The homeworks will each have two components:

  • A conceptual component in which you will be asked to read a case study, article, or research paper – about how a data science technique works or doesn’t in practice – and then answer several short answer questions. This part may further include a few short, theoretical (mathematical) questions.
  • A programming component (in Python) in which you will be asked to implement some of the solutions taught in class on either synthetic or real-world data. You may be asked to submit predictions on a test set (e.g., recommendations, or prices at which to sell an item) that will then be scored by the teaching staff.

Homework grading

Each question will be given a score from 0 - 3 points.

  • 0 point: The question was not attempted.
  • 1 point: If you attempt it, but there are either substantial methodological errors or major conceptual misunderstandings of the material
  • 2 points: There are no substantial methodological errors or major conceptual misunderstandings of the material, and the conceptual discussion is sufficient.
  • 3 points: Exceptional solution

We expect that most students will receive 2 points on most homework questions. 3 points will be given for going above and beyond the minimum requirements in the programming portion or conceptual discussion. When calculating grades, the “denominator” for 100\% will be (the number of questions)*2.

Dropping grades and late days

  • We will replace your lowest homework grade with your project grade (if it is higher), so that your composite homework grade will be based on your top three homework scores and final project score, evenly weighted. However, we expect that project grades will be lower on average than homework grades – we do not recommend that you skip any of the homeworks unless necessary.
  • In addition, you will be allowed four total late days during the semester. These late days allow you to turn in homework up to 24 hours late, with no penalty; you may also use all four late days on a single homework assignment (allowing you to turn it in up to 96 hours late), but that will leave you with no late days for other homeworks.
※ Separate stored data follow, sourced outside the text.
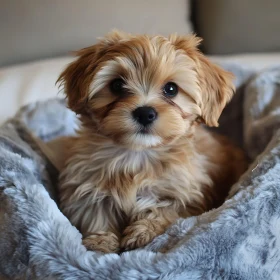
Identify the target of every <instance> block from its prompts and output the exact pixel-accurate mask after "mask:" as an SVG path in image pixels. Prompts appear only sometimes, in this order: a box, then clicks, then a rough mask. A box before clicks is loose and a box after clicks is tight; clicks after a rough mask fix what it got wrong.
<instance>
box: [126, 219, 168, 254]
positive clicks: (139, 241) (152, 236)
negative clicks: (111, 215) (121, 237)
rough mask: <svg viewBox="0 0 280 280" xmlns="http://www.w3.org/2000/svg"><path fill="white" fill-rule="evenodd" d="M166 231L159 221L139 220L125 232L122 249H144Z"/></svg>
mask: <svg viewBox="0 0 280 280" xmlns="http://www.w3.org/2000/svg"><path fill="white" fill-rule="evenodd" d="M164 230H165V228H164V227H163V225H162V224H161V223H160V222H159V221H157V220H149V219H142V220H138V221H136V222H134V223H133V224H132V225H130V226H128V227H127V228H126V229H125V230H124V232H123V236H124V237H123V239H122V240H121V248H122V249H124V250H126V251H127V250H132V249H135V248H139V247H143V246H145V245H147V244H148V243H150V242H151V241H152V240H153V239H154V238H155V237H156V236H157V235H159V234H162V233H163V232H164Z"/></svg>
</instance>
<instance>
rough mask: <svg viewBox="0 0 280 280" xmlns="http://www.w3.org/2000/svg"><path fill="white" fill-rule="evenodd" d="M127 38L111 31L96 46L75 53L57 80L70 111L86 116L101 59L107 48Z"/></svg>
mask: <svg viewBox="0 0 280 280" xmlns="http://www.w3.org/2000/svg"><path fill="white" fill-rule="evenodd" d="M129 36H130V35H129V34H126V33H124V32H121V31H118V30H113V31H112V32H111V33H109V34H108V35H107V36H105V37H104V38H101V39H100V41H99V42H98V43H97V44H96V45H93V46H91V47H88V48H84V49H81V50H79V51H77V52H75V55H76V56H77V59H76V60H75V61H73V62H72V63H70V64H69V65H68V66H67V67H66V69H65V70H64V71H63V72H62V73H61V74H60V76H59V78H58V80H57V83H59V85H60V86H61V87H63V88H64V93H65V94H66V96H67V99H68V107H69V108H70V109H71V110H73V111H74V112H76V113H77V114H86V111H87V107H86V105H87V101H88V97H89V91H90V85H91V83H92V81H93V78H94V76H95V74H96V71H97V69H98V67H99V64H100V62H101V60H102V57H104V56H105V55H106V52H107V50H108V48H110V47H111V46H112V45H114V44H117V43H118V42H120V41H121V40H125V39H127V38H128V37H129Z"/></svg>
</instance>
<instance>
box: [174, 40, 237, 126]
mask: <svg viewBox="0 0 280 280" xmlns="http://www.w3.org/2000/svg"><path fill="white" fill-rule="evenodd" d="M172 39H173V44H174V46H175V47H176V48H178V49H183V50H185V52H186V53H187V55H188V56H189V57H190V58H191V59H192V60H193V61H194V62H195V67H196V69H195V70H196V72H197V75H198V83H199V87H200V89H201V101H202V103H201V105H200V106H201V118H202V119H203V121H204V122H205V124H207V125H208V126H218V119H219V117H220V115H221V113H222V111H223V109H224V107H225V105H226V104H227V103H228V102H229V101H230V99H231V98H232V96H233V93H234V84H233V78H234V76H233V75H232V74H231V73H230V72H227V71H225V70H223V69H222V68H220V67H219V66H217V65H215V64H214V63H212V62H211V61H210V60H209V59H208V58H206V57H205V56H204V55H203V54H202V53H201V52H200V51H199V50H198V48H197V46H198V45H199V43H200V42H201V41H202V39H200V38H198V37H196V36H195V35H189V36H173V38H172Z"/></svg>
When submitting an assignment late, please mark at the top how many late days are used for this assignment and how many you have used before, if any.

Submitting assignments as pdfs

Due to limitations of gradescope, you have to submit your assignment as a pdf. Some people have reported difficulties with exporting jupyter notebooks as pdfs – it is your responsibility to be able to do this export. Several things that work for us:

  1. Printing to pdf from the browser directly.
  2. Exporting to HTML first, and then opening the generated file in a browswer and printing to pdf.
  3. Going through LaTeX to generate a pdf. Visual Studio can directly export notebooks to pdf if you have Pandoc and a LaTeX compiler installed.